Ouch! But, that last sentence provides hope. On my plate was a project to write a tool to analyze site activity which was stored in a table with tens of millions of rows. Would be a bit clunky if I couldn't stream/iterate through the data. Here's the magic incantation:
To enable this functionality, you need to create a Statement instance in the following manner:
stmt = conn.createStatement(java.sql.ResultSet.TYPE_FORWARD_ONLY,
              java.sql.ResultSet.CONCUR_READ_ONLY);
stmt.setFetchSize(Integer.MIN_VALUE);
The combination of a forward-only, read-only result set, with a fetch size of Integer.MIN_VALUE serves as a signal to the driver to stream result sets row-by-row. After this any result sets created with the statement will be retrieved row-by-row.
In fact, you don't need to specify forward-only and read-only as they are the defaults, but the Integer.MIN_VALUE fetch size is essential. This signals the driver to stream the data rather than send it all-at-once. There are caveats to this approach. Be sure to read the ResultSet section of the MySQL JDBC API Implementation Notes before using this for serious work. Also, note that if there are delays in processing the streaming data that your network timeout values are sufficiently large. The mysqld net_write_timeout variable should be set at least as large as the longest possible delay. Also, there appear to be undocumented issues with streaming from one table and using a separate connection to read data from that same table. I've observed odd behavior in this case, such as the ResultSet being set to null. Best to ask for all the required data in the initial streaming query.

5 comments:

Unknown said...

If I stream result sets row-by-row and meanwhile I want to issue any other queries on the connection. How can I do it?
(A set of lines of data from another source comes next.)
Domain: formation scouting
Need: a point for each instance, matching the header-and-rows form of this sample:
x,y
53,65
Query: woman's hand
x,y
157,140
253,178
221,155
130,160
I see someone uses the following statements:

stmt = m_conn.createStatement(ResultSet.FETCH_FORWARD, ResultSet.CONCUR_UPDATABLE);
stmt.setFetchSize(Integer.MIN_VALUE);

But I am not sure whether it is right.

Jason said...

I recall having problems with trying to perform other queries while reading from the streaming result set. Have you tried using a separate connection for the 2nd query?

Shashikant Kore said...

This was helpful. Thank you.

Minor caveat. This doesn't seem to work with PreparedStatement.

Ketan said...

@Pussinboots: That's exactly the problem I encountered in a legacy app that I am maintaining. The database access component was using a shared Connection & ResultSet for executing queries. Turned out that although the logic was explicitly closing the ResultSet before executing the next query, it broke down when multiple threads were calling it and it would lead to a "Streaming result set still active" Exception

Carlos Gagliardi said...

Hi guys, this isn't working for me. The resultset is having 15000 rows and for the next rows I can't get it because the connection is closed. Do you know if what you suggested could not work in newer versions?
Thx & regards